Friday, Defense Secretary Lloyd Austin overrode a plea agreement that was reached earlier in the week for the accused mastermind of the September 11, 2001, attacks along with two other defendants and reinstated them as death penalty cases.
Austin’s move comes two days after the Guantanamo Bay, Cuba, military commission announced the official appointed to oversee the war court, retired Brigadier General Susan Escallier, had reached plea deals with Khalid Sheikh Mohammed and two of his accused accomplices in the attacks, Mustafa al-Hawsawi and Walid al-Hawsawi.
Letters sent to families of the almost 3,000 individuals murdered in the al-Qaida attacks said the stipulation of the plea agreement stated the three would, at the most, serve life sentences.
In an order released Friday evening, Austin wrote that “in light of the significance of the decision,” he had decided the authority to decide on the acceptance of the plea agreements was his. He then nullified Escallier’s approval.
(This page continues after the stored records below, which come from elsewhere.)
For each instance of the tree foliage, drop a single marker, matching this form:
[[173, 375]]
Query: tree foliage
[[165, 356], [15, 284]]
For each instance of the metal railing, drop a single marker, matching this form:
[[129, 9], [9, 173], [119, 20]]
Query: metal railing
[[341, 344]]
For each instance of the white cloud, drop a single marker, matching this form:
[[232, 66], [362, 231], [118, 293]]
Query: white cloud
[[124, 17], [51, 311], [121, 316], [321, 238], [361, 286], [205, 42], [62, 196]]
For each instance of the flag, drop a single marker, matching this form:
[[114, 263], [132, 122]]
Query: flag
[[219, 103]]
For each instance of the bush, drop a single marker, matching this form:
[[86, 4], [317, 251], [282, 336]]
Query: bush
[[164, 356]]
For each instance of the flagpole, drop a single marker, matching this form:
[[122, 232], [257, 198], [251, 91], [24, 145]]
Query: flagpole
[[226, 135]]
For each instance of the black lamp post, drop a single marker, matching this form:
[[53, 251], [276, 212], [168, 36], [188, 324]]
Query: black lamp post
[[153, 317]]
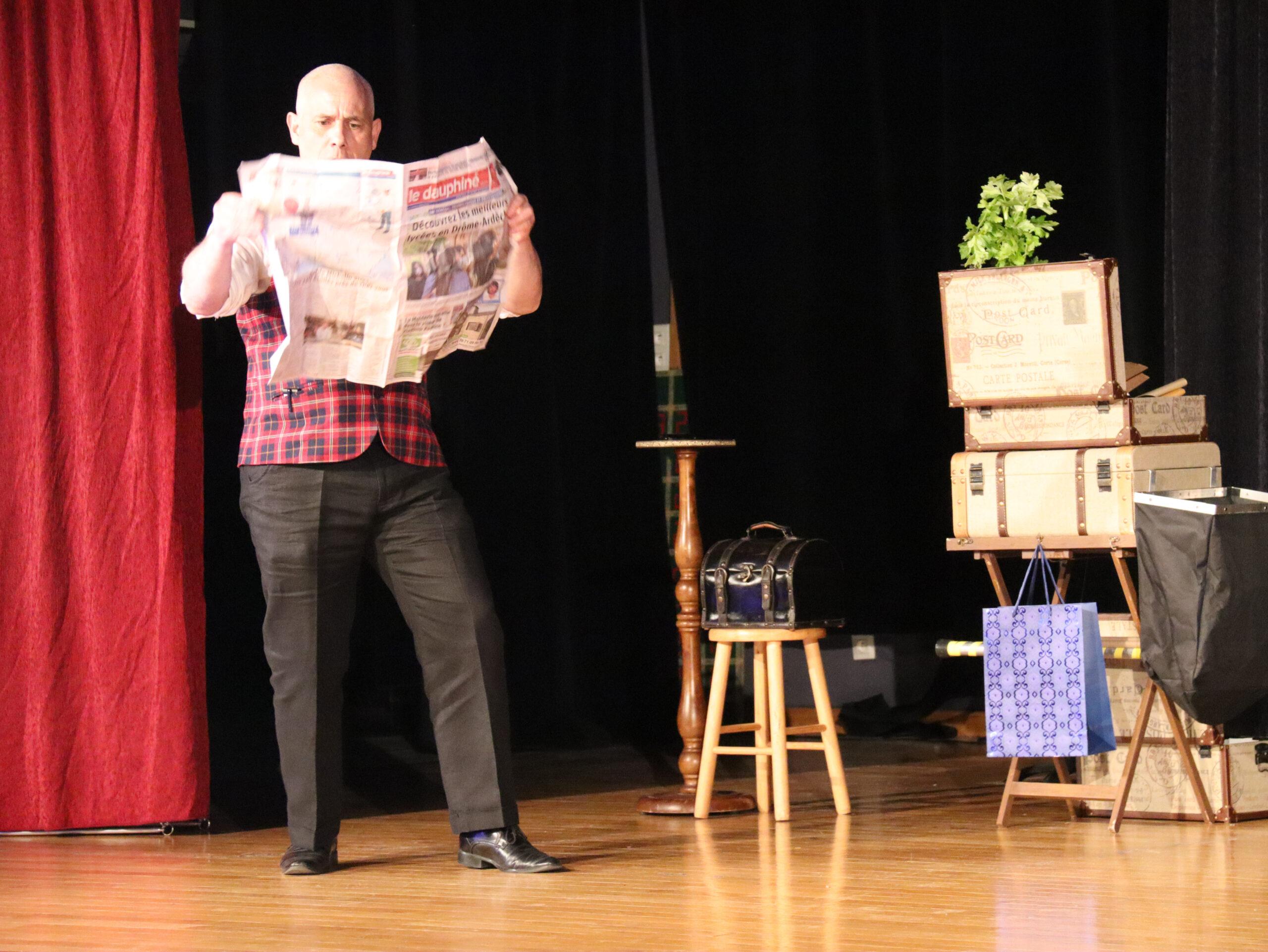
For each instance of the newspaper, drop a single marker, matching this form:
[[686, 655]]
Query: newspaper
[[382, 268]]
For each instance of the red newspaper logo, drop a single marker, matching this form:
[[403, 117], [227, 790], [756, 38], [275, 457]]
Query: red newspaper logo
[[479, 180]]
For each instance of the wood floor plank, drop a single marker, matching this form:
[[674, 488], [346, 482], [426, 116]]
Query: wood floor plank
[[918, 865]]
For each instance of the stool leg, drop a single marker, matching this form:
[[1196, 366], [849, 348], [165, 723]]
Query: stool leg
[[823, 709], [779, 728], [762, 736], [713, 729]]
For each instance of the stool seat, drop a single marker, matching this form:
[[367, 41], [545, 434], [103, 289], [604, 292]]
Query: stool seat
[[769, 728], [766, 634]]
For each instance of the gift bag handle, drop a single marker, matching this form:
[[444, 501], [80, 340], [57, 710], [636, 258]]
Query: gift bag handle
[[1045, 575]]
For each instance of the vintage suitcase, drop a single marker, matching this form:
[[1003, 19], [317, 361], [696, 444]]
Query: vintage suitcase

Some attack victims’ families condemned the deal for cutting off any possibility of possible death penalties from full trials. The GOP was quick to fault the Biden administration for the agreement, although after the decision was announced, the administration said it did not know of it.
Republican Senator Tom Cotton of Arkansas, an Armed Services Committee member, had condemned the plea deal earlier on social media Friday as “disgraceful.” Cotton said he had introduced legislation that would mandate the 9/11 defendants go to trial with the possibility of the death penalty.
Mohammed, described by the United States as the main plotter behind the attack that crashed hijacked passenger planes into the Pentagon, the World Trade Center, and a field in Pennsylvania, and the additional two defendants had been predicted to formally enter their pleas under the deals as soon as next week.
9/11 case has been stuck in pre-trial hearings and court actions since 2008
The U.S. military commission tasked with overseeing the cases of five defendants in the September 11 attacks has been stuck in preliminary court action and pre-trial hearings since 2008.
The treatment the defendants underwent while in CIA custody has been among the many challenges slowing cases and left the prospect of complete trials and verdicts still uncertain, partly because of the inadmissibility of evidence linked to the torture.
Staff attorney at the Center for Constitutional Rights, J. Wells Dixon, who has represented defendants at Guantanamo as well as additional detainees there cleared of any wrongdoing, had welcomed the plea bargains as the only valid way to bring the legally fraught and long-stalled 9/11 cases to resolution.
On Friday, Dixon accused Austin of “bowing to political pressure and pushing some victim family members over an emotional cliff” by withdrawing the plea deals.
Attorneys for the two sides have been investigating a negotiated resolution to the case for around 1 ½ years. President Joe Biden earlier blocked a recommended plea deal bargain in the case last year when he refused to proffer requested presidential guarantees that the men would be provided trauma care for the torture they underwent while in CIA custody and be spared solitary confinement.
A fourth September 11 defendant at Guantanamo had still been negotiating on a potential plea agreement.
Last year, the military commission ruled the fifth defendant to be mentally unfit to stand trial. A military medical panel cited psychosis and post-traumatic stress disorder and linked it to solitary confinement and torture in four years in CIA custody before being transferred to Guantanamo.